Especially me. But that voice still follows.
That whisper in the back of my skull that says I’ve cheated my way here.
That the people cheering in the stands don’t really know me.
I wonder if Mia hears that voice too. I wonder if that’s why she sees through mine so easily.
I end up outside the physio room again. I don’t knock this time. I lean on the doorframe and wait. She doesn’t look surprised to see me, but she doesn’t tell me to piss off, either.
Instead, she nods toward the second chair and says “You can sit if you promise not to bleed on anything.”
I don’t talk much and she doesn’t push. She just carries on tidying up, taping up a few new ice packs, and updating the board with notes from the day.
Mia moves like someone who’s always three steps ahead, like she’s learned the hard way never to let her guard down.
And I get that. “What would you be doing if you weren’t here?
If you hadn’t taken this job, and left your family behind. ”
“Probably be stuck in some miserable clinic back home, watching other people live my life for me.” She glances up at me as she speaks, but it’s fleeting.
“I get that.” And I do, I feel it just as deeply.

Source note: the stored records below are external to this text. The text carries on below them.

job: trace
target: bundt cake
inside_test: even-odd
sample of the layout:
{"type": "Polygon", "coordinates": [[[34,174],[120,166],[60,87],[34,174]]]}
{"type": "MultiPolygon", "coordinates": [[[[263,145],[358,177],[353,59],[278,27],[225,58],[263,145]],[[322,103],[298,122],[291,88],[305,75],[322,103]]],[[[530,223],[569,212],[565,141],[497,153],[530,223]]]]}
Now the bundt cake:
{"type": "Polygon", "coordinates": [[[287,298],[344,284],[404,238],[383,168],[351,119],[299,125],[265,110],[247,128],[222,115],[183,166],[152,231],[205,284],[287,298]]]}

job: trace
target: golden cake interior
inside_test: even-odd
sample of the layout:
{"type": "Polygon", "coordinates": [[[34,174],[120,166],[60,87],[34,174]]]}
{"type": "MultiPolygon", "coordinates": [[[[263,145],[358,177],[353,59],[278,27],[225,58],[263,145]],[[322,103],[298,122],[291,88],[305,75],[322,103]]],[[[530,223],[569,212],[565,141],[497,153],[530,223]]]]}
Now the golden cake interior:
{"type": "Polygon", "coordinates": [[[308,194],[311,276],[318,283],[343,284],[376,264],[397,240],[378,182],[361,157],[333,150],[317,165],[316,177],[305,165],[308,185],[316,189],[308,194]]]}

It’s not a big moment. There’s no swelling music or deep eye contact. Just two people sitting in a room, quietly realising they’re more similar than they thought.
I stand to leave, my shoulder is stiff but manageable.
“You can stop icing it so much now; you’re giving yourself freezer burn.”
And as I walk out, I think maybe this is what belonging looks like.
Not fans. Not headlines. Not stats or trophies.
Just someone who sees the parts of you you’re not proud of and doesn’t flinch.